Harman lo aiutò a tenersi in piedi. Nel cerchio di luce proiettato dalla torcia di Savi, Daeman vide un tunnel a sezione circolare, fatto di antiche pietre o mattoni.

«Da questa parte» disse Savi e riprese a correre, piegata in due per non urtare il soffitto basso. Harman e Daeman la seguirono, cercando di evitare i mattoni irregolari del pavimento curvo e guardando il cerchio di luce della torcia anziché i propri piedi.

Giunsero a un bivio. Savi controllò sulla palma la luccicante funzione guida e scelse il tunnel di sinistra.

«Non sento più rumori di voynix dietro di noi» disse Harman. Aveva parlato piano, ma la voce echeggiò contro i mattoni. Era il più alto dei tre e doveva procedere quasi sempre piegato in due.

«Sono sopra di noi» disse Savi. «Ci seguono nelle vie.»

«Usano proxnet?» chiese Daeman.

«Sì» rispose Savi. Si fermò a un incrocio con tre tunnel più piccoli e scelse quello centrale. Anche lei e Daeman furono costretti a ingobbirsi per procedere.

Harman diede un’occhiata a Daeman, chiaramente incuriosito dal commento su proxnet, ma non chiese spiegazioni.

«Seguono voi, sapete» disse Savi, con un’occhiata prima a Daeman e poi a Harman. La cruda luce della torcia faceva sembrare ancora più vecchio il viso della donna, quasi un teschio.

«Non te?» replicò Daeman, sorpreso.

Savi scosse la testa. «Non risulto su nessuna rete. I voynix non sanno che sono qui. Siete voi due a comparire in territorio vietato sui loro schermi farnet e proxnet. Credo che il portale fax più vicino sia Mantova. I voynix sanno che non siete giunti a piedi fin qui.»

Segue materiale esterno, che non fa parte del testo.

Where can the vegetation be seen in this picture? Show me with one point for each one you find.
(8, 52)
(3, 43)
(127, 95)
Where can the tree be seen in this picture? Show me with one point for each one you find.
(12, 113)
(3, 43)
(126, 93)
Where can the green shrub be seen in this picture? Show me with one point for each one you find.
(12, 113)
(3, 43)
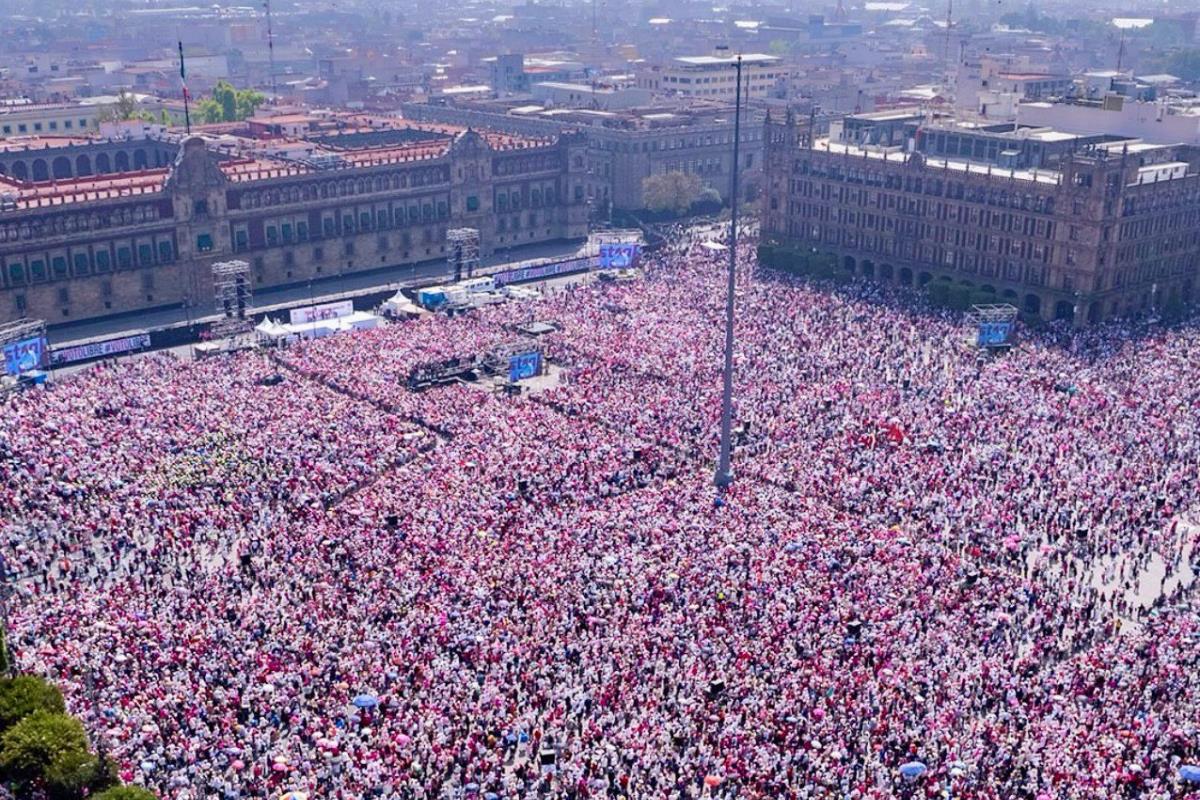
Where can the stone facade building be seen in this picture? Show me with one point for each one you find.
(625, 148)
(1113, 230)
(105, 244)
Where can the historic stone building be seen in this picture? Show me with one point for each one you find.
(105, 242)
(1113, 229)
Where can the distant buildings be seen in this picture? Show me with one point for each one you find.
(712, 77)
(113, 227)
(1073, 229)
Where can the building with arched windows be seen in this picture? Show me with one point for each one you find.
(96, 228)
(1060, 227)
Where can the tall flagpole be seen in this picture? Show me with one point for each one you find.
(724, 471)
(183, 77)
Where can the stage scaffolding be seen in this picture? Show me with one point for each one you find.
(233, 296)
(462, 245)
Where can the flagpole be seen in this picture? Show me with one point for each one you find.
(724, 470)
(183, 77)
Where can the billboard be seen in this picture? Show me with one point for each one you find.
(24, 355)
(100, 349)
(324, 311)
(525, 365)
(994, 334)
(618, 256)
(539, 271)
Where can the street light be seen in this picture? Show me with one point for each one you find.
(724, 471)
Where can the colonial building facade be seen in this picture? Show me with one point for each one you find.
(113, 242)
(1114, 229)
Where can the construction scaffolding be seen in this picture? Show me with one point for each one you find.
(233, 295)
(462, 245)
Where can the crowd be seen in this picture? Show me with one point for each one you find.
(935, 575)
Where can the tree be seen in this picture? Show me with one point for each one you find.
(672, 192)
(23, 695)
(42, 744)
(247, 102)
(125, 793)
(227, 96)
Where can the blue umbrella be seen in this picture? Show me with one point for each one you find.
(366, 701)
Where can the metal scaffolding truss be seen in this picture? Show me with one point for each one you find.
(462, 245)
(233, 295)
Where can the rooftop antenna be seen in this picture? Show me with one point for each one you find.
(949, 24)
(183, 78)
(270, 49)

«Ora dove andiamo?» bisbigliò Harman. «Al sonie?»

Savi scosse di nuovo la testa. Aveva i capelli bagnati, per il sudore o per l’umidità condensata, e incollati al cranio. «Questi tunnel non vanno al di là della città vecchia. E ormai i voynix hanno danneggiato il sonie. Cerco il crawler.»

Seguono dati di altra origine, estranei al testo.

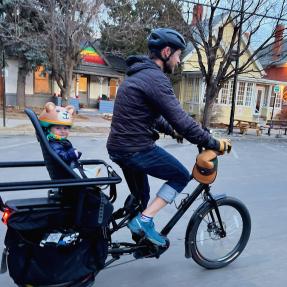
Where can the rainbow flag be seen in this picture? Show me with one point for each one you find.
(90, 55)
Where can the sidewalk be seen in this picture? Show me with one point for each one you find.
(87, 122)
(90, 122)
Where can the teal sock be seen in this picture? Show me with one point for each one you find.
(145, 218)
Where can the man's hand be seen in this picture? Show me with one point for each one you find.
(177, 136)
(224, 145)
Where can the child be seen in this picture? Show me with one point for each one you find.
(56, 122)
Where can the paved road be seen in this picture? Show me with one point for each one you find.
(255, 172)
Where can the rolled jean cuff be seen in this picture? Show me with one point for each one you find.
(167, 193)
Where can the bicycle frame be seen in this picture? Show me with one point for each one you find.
(122, 248)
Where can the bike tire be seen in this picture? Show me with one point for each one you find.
(200, 226)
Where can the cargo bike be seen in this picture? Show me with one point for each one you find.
(66, 238)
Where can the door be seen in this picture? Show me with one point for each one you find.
(259, 100)
(1, 89)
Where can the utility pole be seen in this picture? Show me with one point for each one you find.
(271, 122)
(3, 85)
(235, 78)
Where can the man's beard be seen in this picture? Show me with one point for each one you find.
(167, 68)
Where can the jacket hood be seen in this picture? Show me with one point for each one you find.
(137, 63)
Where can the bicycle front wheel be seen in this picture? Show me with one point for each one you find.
(211, 246)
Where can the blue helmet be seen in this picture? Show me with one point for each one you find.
(163, 37)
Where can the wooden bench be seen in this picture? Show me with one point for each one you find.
(277, 125)
(244, 125)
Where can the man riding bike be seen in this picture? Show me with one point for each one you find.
(146, 103)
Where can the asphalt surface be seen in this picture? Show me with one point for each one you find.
(255, 172)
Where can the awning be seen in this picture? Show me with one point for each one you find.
(103, 71)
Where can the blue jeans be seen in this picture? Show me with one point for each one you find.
(155, 162)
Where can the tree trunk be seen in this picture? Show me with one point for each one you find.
(21, 83)
(210, 96)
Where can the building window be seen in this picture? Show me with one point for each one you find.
(278, 100)
(240, 94)
(42, 82)
(224, 93)
(83, 84)
(191, 94)
(113, 88)
(249, 94)
(195, 85)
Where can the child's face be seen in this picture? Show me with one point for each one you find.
(62, 131)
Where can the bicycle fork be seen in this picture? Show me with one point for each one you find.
(212, 201)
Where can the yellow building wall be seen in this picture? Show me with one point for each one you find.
(222, 112)
(241, 113)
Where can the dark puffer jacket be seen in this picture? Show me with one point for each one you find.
(145, 100)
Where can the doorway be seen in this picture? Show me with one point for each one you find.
(259, 100)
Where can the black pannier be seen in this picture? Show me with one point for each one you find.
(32, 260)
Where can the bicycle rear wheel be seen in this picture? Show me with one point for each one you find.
(209, 245)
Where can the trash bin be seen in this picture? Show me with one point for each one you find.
(57, 100)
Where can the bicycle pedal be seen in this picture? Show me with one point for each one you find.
(137, 237)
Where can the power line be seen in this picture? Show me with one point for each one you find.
(232, 10)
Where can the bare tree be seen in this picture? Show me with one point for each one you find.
(207, 36)
(68, 26)
(18, 34)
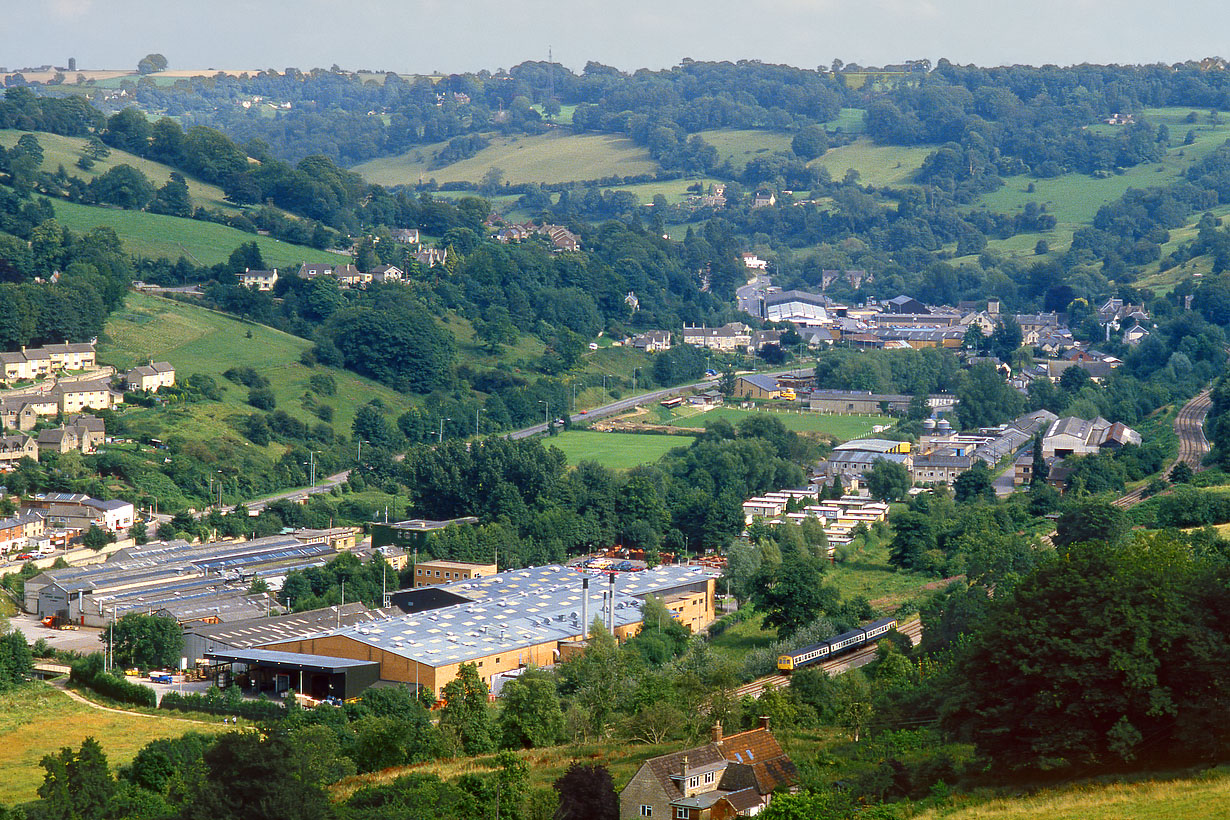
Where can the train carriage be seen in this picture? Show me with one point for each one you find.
(843, 642)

«Il crawler?» ripeté Daeman. Ma Savi, anziché dare spiegazioni, gli girò le spalle e riprese a guidarli nei tunnel.

Dopo un centinaio di passi il cunicolo di mattoni divenne uno stretto corridoio; dopo trenta passi il corridoio divenne una scala; poi una parete bloccò la strada.

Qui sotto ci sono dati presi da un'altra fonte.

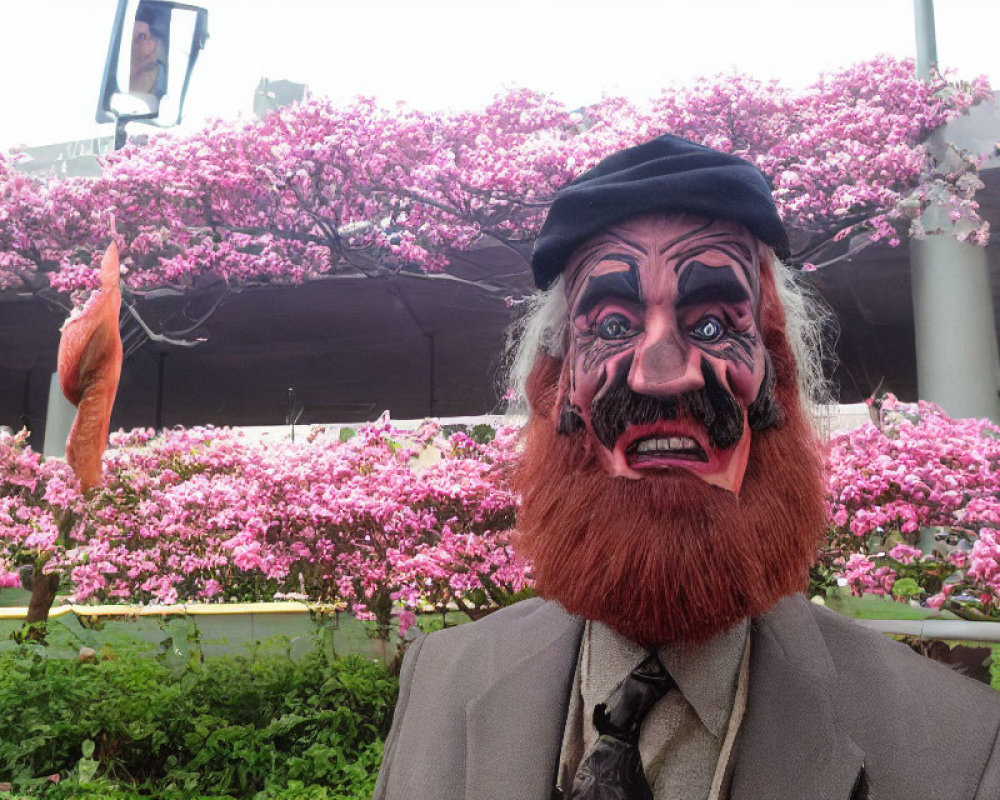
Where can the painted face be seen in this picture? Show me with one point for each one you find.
(665, 353)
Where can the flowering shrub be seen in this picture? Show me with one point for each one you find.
(202, 513)
(315, 188)
(391, 520)
(917, 468)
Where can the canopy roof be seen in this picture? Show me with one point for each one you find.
(352, 347)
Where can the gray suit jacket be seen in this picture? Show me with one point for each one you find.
(834, 712)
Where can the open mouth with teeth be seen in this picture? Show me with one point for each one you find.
(656, 448)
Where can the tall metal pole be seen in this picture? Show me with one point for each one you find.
(923, 19)
(957, 365)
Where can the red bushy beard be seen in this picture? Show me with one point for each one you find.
(670, 557)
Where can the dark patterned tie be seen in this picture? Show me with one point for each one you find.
(612, 770)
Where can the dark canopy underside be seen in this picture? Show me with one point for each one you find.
(353, 347)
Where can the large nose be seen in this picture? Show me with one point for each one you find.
(665, 363)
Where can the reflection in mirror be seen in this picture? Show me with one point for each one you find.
(153, 48)
(148, 62)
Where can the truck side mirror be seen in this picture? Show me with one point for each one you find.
(154, 45)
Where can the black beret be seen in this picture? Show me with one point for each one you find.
(665, 175)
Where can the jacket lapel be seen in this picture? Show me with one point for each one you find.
(515, 726)
(790, 744)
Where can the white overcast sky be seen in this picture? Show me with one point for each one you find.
(439, 54)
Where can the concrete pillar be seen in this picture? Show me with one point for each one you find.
(957, 362)
(58, 420)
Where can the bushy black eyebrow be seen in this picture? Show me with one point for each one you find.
(701, 283)
(622, 285)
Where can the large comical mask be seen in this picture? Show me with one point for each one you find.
(666, 365)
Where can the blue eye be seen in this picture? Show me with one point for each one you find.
(615, 326)
(708, 329)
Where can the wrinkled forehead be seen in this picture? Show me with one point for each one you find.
(671, 241)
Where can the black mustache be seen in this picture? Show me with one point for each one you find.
(712, 406)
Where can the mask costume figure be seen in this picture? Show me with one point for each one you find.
(672, 502)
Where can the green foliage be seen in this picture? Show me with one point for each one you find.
(906, 588)
(135, 723)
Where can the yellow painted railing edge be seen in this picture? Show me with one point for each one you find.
(285, 607)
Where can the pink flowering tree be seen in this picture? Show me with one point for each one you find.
(316, 189)
(917, 469)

Daeman sentì che il cuore minacciava di balzargli dal petto. «E ora che facciamo?» domandò. «Che facciamo? Che facciamo?» Diede le spalle alla luce e tese l’orecchio per sentire se dal buio provenivano rumori di voynix.

«Ci arrampichiamo.»

Daeman si girò e vide che Savi risaliva in un altro pozzo verticale, ancora più stretto di quello della discesa; poi la luce sparì, mentre la torcia ballonzolava sopra di loro.